Many years ago
I was sent
to spy out the land
beyond the age of thirty.
I stayed there
and I did not return to those who sent me,
so that I would not have to tell them
about that land
and would not have to lie.
I Waited for My Girl and Her Steps Were Not There
I waited for my girl and her steps were not there.
But I heard a shot—soldiers
training for war.
Soldiers are always training for some war.
Then I opened the collar of my shirt
and the two lapel-edges pointed
in two directions.
And my neck rose between them—
on it the crest of my quiet head
bearing the fruit of my eyes.
And below, in my warm pocket, the clinking keys
gave me the small sense of security
of those things that could still
be locked and kept.
But my girl yet walks through the streets
adorned in the jewels of the end-time
and the beads of the terrible danger
round her neck.
A Corpse in the Field
His blood was flung hastily and carelessly
like the clothes
of someone much too tired.
How the night has grown!
The windows had it right
like my parents, when I was a child.
passed over the hills, serious, heads bent.
Mayors, U.N. army officials
measured the distance from the living
to the dead,
with right angles and compasses and little rulers,
with cigar boxes, with hard emotions,
with sharpened hopes
and with bloodhounds.
Poem in the Orange Grove
I am godforsaken. “You are
godforsaken,” said my father.
God forsook me. Afterward, he, too.
The fragrance of blossoming orange groves
lingered in me for a time. The hands were sticky
with juice and desire. You screamed loud,
committed two of your last thighs
to battle. Afterward, silence. You, who studied
history with your lovely head, know that only what's past
is quiet; even battles, even the fragrance
of orange groves. Fruit and flower were in a single tree
in that double season, in the spring.
And already then we spoke in the strange foreign accent
of those who will die or be parted.
God's fate now
is like the fate
of trees and stones, sun and moon,
when people stopped believing in them
and began to believe in Him.
But He has to stay with us:
at least like the trees, at least like the stones
and the sun and the moon and the stars.
My mother's first yahrzeit far from Jerusalem
among the green islands of western Canada.
Forgetful water and remembering water
mingle at the shore,
high tide and ebb tide are also a continuous flow,
continuous and eternal life.
An eagle circles above, like a lonely soul,
and my mother never saw an eagle.
Here beneath myriads of trees and myriads of clouds
that have joined me for a minyan I say kaddish.

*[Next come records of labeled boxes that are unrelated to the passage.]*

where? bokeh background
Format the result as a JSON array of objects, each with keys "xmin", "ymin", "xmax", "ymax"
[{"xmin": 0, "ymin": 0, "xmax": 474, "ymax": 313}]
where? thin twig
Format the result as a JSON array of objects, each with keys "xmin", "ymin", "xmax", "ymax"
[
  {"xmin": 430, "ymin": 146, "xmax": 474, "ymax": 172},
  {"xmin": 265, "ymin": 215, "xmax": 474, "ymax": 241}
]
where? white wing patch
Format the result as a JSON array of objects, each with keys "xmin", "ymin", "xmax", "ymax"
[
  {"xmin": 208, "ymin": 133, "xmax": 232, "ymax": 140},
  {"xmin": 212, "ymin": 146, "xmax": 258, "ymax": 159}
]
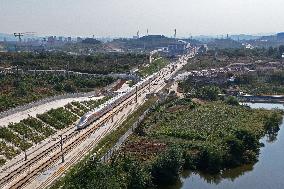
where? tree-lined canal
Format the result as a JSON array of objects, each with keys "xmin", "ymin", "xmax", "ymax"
[{"xmin": 169, "ymin": 103, "xmax": 284, "ymax": 189}]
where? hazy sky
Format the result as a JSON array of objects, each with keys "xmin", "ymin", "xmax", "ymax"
[{"xmin": 0, "ymin": 0, "xmax": 284, "ymax": 37}]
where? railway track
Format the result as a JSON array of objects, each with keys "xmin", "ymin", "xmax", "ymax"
[
  {"xmin": 0, "ymin": 74, "xmax": 155, "ymax": 188},
  {"xmin": 0, "ymin": 52, "xmax": 193, "ymax": 188}
]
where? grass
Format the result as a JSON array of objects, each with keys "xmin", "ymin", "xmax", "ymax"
[
  {"xmin": 138, "ymin": 58, "xmax": 169, "ymax": 77},
  {"xmin": 51, "ymin": 97, "xmax": 157, "ymax": 189}
]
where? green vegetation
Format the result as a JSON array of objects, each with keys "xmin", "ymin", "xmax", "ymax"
[
  {"xmin": 49, "ymin": 95, "xmax": 282, "ymax": 188},
  {"xmin": 138, "ymin": 58, "xmax": 169, "ymax": 77},
  {"xmin": 8, "ymin": 123, "xmax": 44, "ymax": 143},
  {"xmin": 0, "ymin": 74, "xmax": 114, "ymax": 112},
  {"xmin": 0, "ymin": 141, "xmax": 20, "ymax": 159},
  {"xmin": 20, "ymin": 117, "xmax": 55, "ymax": 137},
  {"xmin": 37, "ymin": 108, "xmax": 77, "ymax": 129},
  {"xmin": 0, "ymin": 158, "xmax": 6, "ymax": 166},
  {"xmin": 0, "ymin": 97, "xmax": 110, "ymax": 167},
  {"xmin": 0, "ymin": 127, "xmax": 32, "ymax": 150},
  {"xmin": 52, "ymin": 98, "xmax": 157, "ymax": 188},
  {"xmin": 0, "ymin": 52, "xmax": 148, "ymax": 74},
  {"xmin": 234, "ymin": 70, "xmax": 284, "ymax": 95}
]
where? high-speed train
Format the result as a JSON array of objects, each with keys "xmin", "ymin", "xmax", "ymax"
[{"xmin": 76, "ymin": 73, "xmax": 158, "ymax": 130}]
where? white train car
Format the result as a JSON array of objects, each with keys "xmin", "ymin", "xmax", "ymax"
[{"xmin": 76, "ymin": 73, "xmax": 158, "ymax": 130}]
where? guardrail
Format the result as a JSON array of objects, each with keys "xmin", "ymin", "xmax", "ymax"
[
  {"xmin": 98, "ymin": 101, "xmax": 158, "ymax": 162},
  {"xmin": 0, "ymin": 81, "xmax": 121, "ymax": 119},
  {"xmin": 0, "ymin": 91, "xmax": 98, "ymax": 118}
]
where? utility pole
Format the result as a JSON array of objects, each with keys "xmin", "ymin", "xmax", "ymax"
[
  {"xmin": 149, "ymin": 79, "xmax": 151, "ymax": 92},
  {"xmin": 23, "ymin": 134, "xmax": 28, "ymax": 161},
  {"xmin": 135, "ymin": 86, "xmax": 138, "ymax": 103},
  {"xmin": 59, "ymin": 135, "xmax": 64, "ymax": 163}
]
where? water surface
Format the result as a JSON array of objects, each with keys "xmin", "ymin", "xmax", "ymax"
[{"xmin": 169, "ymin": 103, "xmax": 284, "ymax": 189}]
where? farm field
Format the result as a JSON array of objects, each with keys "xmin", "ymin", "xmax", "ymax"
[
  {"xmin": 0, "ymin": 97, "xmax": 110, "ymax": 166},
  {"xmin": 50, "ymin": 99, "xmax": 283, "ymax": 188}
]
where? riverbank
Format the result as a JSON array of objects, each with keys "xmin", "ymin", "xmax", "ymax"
[
  {"xmin": 48, "ymin": 99, "xmax": 282, "ymax": 188},
  {"xmin": 170, "ymin": 103, "xmax": 284, "ymax": 189}
]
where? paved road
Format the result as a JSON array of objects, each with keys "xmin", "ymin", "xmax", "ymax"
[
  {"xmin": 0, "ymin": 97, "xmax": 102, "ymax": 127},
  {"xmin": 2, "ymin": 52, "xmax": 195, "ymax": 189}
]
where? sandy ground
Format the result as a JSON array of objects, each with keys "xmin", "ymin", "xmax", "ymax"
[{"xmin": 0, "ymin": 97, "xmax": 102, "ymax": 126}]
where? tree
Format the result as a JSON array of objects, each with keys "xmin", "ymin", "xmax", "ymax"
[
  {"xmin": 151, "ymin": 148, "xmax": 183, "ymax": 184},
  {"xmin": 197, "ymin": 86, "xmax": 220, "ymax": 101},
  {"xmin": 226, "ymin": 96, "xmax": 239, "ymax": 106}
]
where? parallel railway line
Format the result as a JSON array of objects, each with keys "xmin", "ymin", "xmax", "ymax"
[
  {"xmin": 0, "ymin": 52, "xmax": 193, "ymax": 188},
  {"xmin": 0, "ymin": 71, "xmax": 160, "ymax": 188}
]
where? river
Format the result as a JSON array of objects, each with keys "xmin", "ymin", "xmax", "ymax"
[{"xmin": 168, "ymin": 103, "xmax": 284, "ymax": 189}]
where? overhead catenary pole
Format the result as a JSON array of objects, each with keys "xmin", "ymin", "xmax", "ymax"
[
  {"xmin": 60, "ymin": 135, "xmax": 64, "ymax": 163},
  {"xmin": 23, "ymin": 134, "xmax": 28, "ymax": 161}
]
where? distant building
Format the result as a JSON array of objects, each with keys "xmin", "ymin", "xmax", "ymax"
[
  {"xmin": 77, "ymin": 37, "xmax": 83, "ymax": 43},
  {"xmin": 168, "ymin": 42, "xmax": 187, "ymax": 55},
  {"xmin": 277, "ymin": 32, "xmax": 284, "ymax": 40},
  {"xmin": 58, "ymin": 36, "xmax": 63, "ymax": 42},
  {"xmin": 47, "ymin": 36, "xmax": 56, "ymax": 43}
]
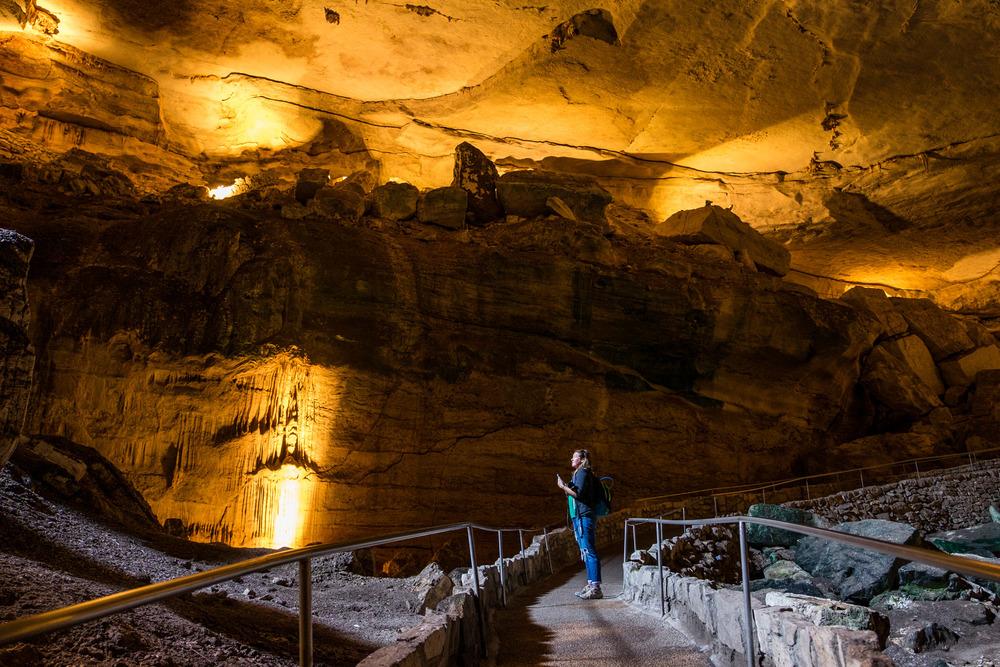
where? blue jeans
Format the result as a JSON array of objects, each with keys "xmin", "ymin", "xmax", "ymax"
[{"xmin": 573, "ymin": 516, "xmax": 601, "ymax": 584}]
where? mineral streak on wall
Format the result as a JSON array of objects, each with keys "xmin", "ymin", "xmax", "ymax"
[{"xmin": 31, "ymin": 336, "xmax": 338, "ymax": 547}]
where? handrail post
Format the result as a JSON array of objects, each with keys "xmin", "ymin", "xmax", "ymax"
[
  {"xmin": 542, "ymin": 526, "xmax": 555, "ymax": 574},
  {"xmin": 622, "ymin": 519, "xmax": 628, "ymax": 576},
  {"xmin": 299, "ymin": 558, "xmax": 312, "ymax": 667},
  {"xmin": 656, "ymin": 520, "xmax": 666, "ymax": 618},
  {"xmin": 497, "ymin": 530, "xmax": 507, "ymax": 607},
  {"xmin": 466, "ymin": 526, "xmax": 479, "ymax": 598},
  {"xmin": 740, "ymin": 521, "xmax": 754, "ymax": 667}
]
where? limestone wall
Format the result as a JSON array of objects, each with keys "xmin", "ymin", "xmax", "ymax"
[{"xmin": 0, "ymin": 229, "xmax": 35, "ymax": 468}]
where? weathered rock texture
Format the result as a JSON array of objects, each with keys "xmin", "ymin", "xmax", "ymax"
[
  {"xmin": 0, "ymin": 0, "xmax": 1000, "ymax": 316},
  {"xmin": 4, "ymin": 150, "xmax": 995, "ymax": 545},
  {"xmin": 0, "ymin": 229, "xmax": 35, "ymax": 468}
]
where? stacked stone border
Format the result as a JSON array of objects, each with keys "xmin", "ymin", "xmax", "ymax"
[
  {"xmin": 622, "ymin": 459, "xmax": 1000, "ymax": 667},
  {"xmin": 359, "ymin": 459, "xmax": 1000, "ymax": 667}
]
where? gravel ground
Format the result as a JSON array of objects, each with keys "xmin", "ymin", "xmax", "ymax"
[{"xmin": 0, "ymin": 463, "xmax": 421, "ymax": 667}]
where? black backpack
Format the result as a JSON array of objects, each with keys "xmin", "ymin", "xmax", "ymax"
[{"xmin": 589, "ymin": 473, "xmax": 615, "ymax": 517}]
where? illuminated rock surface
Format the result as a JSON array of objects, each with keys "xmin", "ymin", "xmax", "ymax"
[
  {"xmin": 0, "ymin": 0, "xmax": 1000, "ymax": 314},
  {"xmin": 0, "ymin": 229, "xmax": 35, "ymax": 468}
]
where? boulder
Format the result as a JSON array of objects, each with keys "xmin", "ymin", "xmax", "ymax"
[
  {"xmin": 167, "ymin": 183, "xmax": 210, "ymax": 199},
  {"xmin": 549, "ymin": 9, "xmax": 618, "ymax": 53},
  {"xmin": 295, "ymin": 168, "xmax": 330, "ymax": 205},
  {"xmin": 654, "ymin": 204, "xmax": 792, "ymax": 276},
  {"xmin": 0, "ymin": 229, "xmax": 35, "ymax": 468},
  {"xmin": 370, "ymin": 183, "xmax": 420, "ymax": 220},
  {"xmin": 891, "ymin": 297, "xmax": 974, "ymax": 361},
  {"xmin": 747, "ymin": 503, "xmax": 809, "ymax": 547},
  {"xmin": 545, "ymin": 197, "xmax": 576, "ymax": 220},
  {"xmin": 881, "ymin": 334, "xmax": 944, "ymax": 396},
  {"xmin": 628, "ymin": 549, "xmax": 656, "ymax": 565},
  {"xmin": 451, "ymin": 142, "xmax": 503, "ymax": 227},
  {"xmin": 413, "ymin": 562, "xmax": 455, "ymax": 611},
  {"xmin": 312, "ymin": 187, "xmax": 365, "ymax": 221},
  {"xmin": 899, "ymin": 562, "xmax": 951, "ymax": 588},
  {"xmin": 861, "ymin": 343, "xmax": 942, "ymax": 418},
  {"xmin": 927, "ymin": 522, "xmax": 1000, "ymax": 556},
  {"xmin": 795, "ymin": 519, "xmax": 916, "ymax": 604},
  {"xmin": 690, "ymin": 243, "xmax": 736, "ymax": 262},
  {"xmin": 970, "ymin": 371, "xmax": 1000, "ymax": 419},
  {"xmin": 955, "ymin": 553, "xmax": 1000, "ymax": 595},
  {"xmin": 497, "ymin": 171, "xmax": 611, "ymax": 226},
  {"xmin": 940, "ymin": 345, "xmax": 1000, "ymax": 387},
  {"xmin": 764, "ymin": 591, "xmax": 889, "ymax": 646},
  {"xmin": 417, "ymin": 187, "xmax": 469, "ymax": 229},
  {"xmin": 901, "ymin": 620, "xmax": 960, "ymax": 653},
  {"xmin": 764, "ymin": 560, "xmax": 811, "ymax": 581},
  {"xmin": 840, "ymin": 285, "xmax": 907, "ymax": 337},
  {"xmin": 959, "ymin": 319, "xmax": 997, "ymax": 347}
]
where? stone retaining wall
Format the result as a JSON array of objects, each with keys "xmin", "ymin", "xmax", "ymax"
[
  {"xmin": 358, "ymin": 519, "xmax": 584, "ymax": 667},
  {"xmin": 785, "ymin": 459, "xmax": 1000, "ymax": 535},
  {"xmin": 360, "ymin": 460, "xmax": 1000, "ymax": 667}
]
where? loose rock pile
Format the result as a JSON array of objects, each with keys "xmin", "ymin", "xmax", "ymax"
[{"xmin": 631, "ymin": 467, "xmax": 1000, "ymax": 667}]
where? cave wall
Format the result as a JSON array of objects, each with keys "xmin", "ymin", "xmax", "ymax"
[
  {"xmin": 0, "ymin": 229, "xmax": 35, "ymax": 468},
  {"xmin": 0, "ymin": 0, "xmax": 1000, "ymax": 316},
  {"xmin": 1, "ymin": 188, "xmax": 892, "ymax": 545}
]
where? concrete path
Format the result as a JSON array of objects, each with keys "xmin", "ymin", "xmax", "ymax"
[{"xmin": 496, "ymin": 545, "xmax": 712, "ymax": 667}]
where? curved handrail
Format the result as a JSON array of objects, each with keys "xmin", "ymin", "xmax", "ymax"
[
  {"xmin": 622, "ymin": 515, "xmax": 1000, "ymax": 667},
  {"xmin": 635, "ymin": 447, "xmax": 1000, "ymax": 503},
  {"xmin": 0, "ymin": 522, "xmax": 564, "ymax": 665}
]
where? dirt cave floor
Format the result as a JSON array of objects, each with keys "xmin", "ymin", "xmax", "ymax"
[{"xmin": 0, "ymin": 464, "xmax": 422, "ymax": 667}]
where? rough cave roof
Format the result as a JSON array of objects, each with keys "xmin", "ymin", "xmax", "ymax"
[{"xmin": 0, "ymin": 0, "xmax": 1000, "ymax": 312}]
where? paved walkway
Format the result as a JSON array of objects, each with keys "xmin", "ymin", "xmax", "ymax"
[{"xmin": 496, "ymin": 545, "xmax": 712, "ymax": 667}]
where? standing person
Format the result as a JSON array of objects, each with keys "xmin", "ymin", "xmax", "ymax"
[{"xmin": 556, "ymin": 449, "xmax": 604, "ymax": 600}]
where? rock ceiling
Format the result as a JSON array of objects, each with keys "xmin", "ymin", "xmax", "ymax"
[{"xmin": 0, "ymin": 0, "xmax": 1000, "ymax": 306}]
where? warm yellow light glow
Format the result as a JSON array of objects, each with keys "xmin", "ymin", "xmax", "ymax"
[
  {"xmin": 271, "ymin": 465, "xmax": 305, "ymax": 548},
  {"xmin": 208, "ymin": 183, "xmax": 236, "ymax": 199}
]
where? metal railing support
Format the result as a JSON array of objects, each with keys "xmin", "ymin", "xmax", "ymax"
[
  {"xmin": 299, "ymin": 558, "xmax": 313, "ymax": 667},
  {"xmin": 466, "ymin": 526, "xmax": 479, "ymax": 598},
  {"xmin": 656, "ymin": 522, "xmax": 666, "ymax": 616},
  {"xmin": 740, "ymin": 521, "xmax": 755, "ymax": 667},
  {"xmin": 542, "ymin": 528, "xmax": 555, "ymax": 574},
  {"xmin": 622, "ymin": 519, "xmax": 635, "ymax": 567},
  {"xmin": 497, "ymin": 530, "xmax": 507, "ymax": 607}
]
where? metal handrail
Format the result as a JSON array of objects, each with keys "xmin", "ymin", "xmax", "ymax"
[
  {"xmin": 0, "ymin": 522, "xmax": 564, "ymax": 667},
  {"xmin": 622, "ymin": 516, "xmax": 1000, "ymax": 667},
  {"xmin": 635, "ymin": 447, "xmax": 1000, "ymax": 503}
]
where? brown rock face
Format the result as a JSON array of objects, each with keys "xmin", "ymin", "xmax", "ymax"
[
  {"xmin": 0, "ymin": 229, "xmax": 35, "ymax": 468},
  {"xmin": 3, "ymin": 185, "xmax": 888, "ymax": 545}
]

One can say kaddish in any place and one can say kaddish
even after the resurrection of the dead.
Even should my mother sit opposite me at the table,
little and bent, I would still mourn her death
before her eyes and say kaddish to her ears.
The Synagogue in Florence
Spring's softness in the courtyard,
tree blooming, four girls playing
between lessons in the Holy Tongue
in front of the marble memorial wall:
Levi, Sonnino, Cassuto and others
in straight lines as in a newspaper
or in a Torah scroll.
And the tree stands in memory of nothing,
just the memory of this spring,
arrivederci, our Father,
buona notte, our King.
Tears in the eyes
like dry crumbs in the pocket
of a cake that once was.
Buona notte, Sonnino,
arrivederci, six million,
the girls and the tree and the crumbs.
With a Suitcase in My Hand in a Foreign Land
The suitcase in my hand is full of things. I want
to bring happiness, to be a horn of plenty,
at least to bring luck like a coin tossed
into a fountain, to be a superstition.
I sit in a restaurant, on the table
flowers that perhaps wanted to be a bride's garland
or to adorn a grave in memoriam.
The waiter turns away from me,
the newspaper vendor goes by me,
even the beggar doesn't come to my table
and the security man at the airport didn't check me,
didn't frisk me, I'm not even suspect.
I remember my father's prophecy, “When you grow up,
you'll be able to travel alone,” and I fulfill it.
I remember, in my childhood in a foreign land
my mother and I were knocked down by a bicycle.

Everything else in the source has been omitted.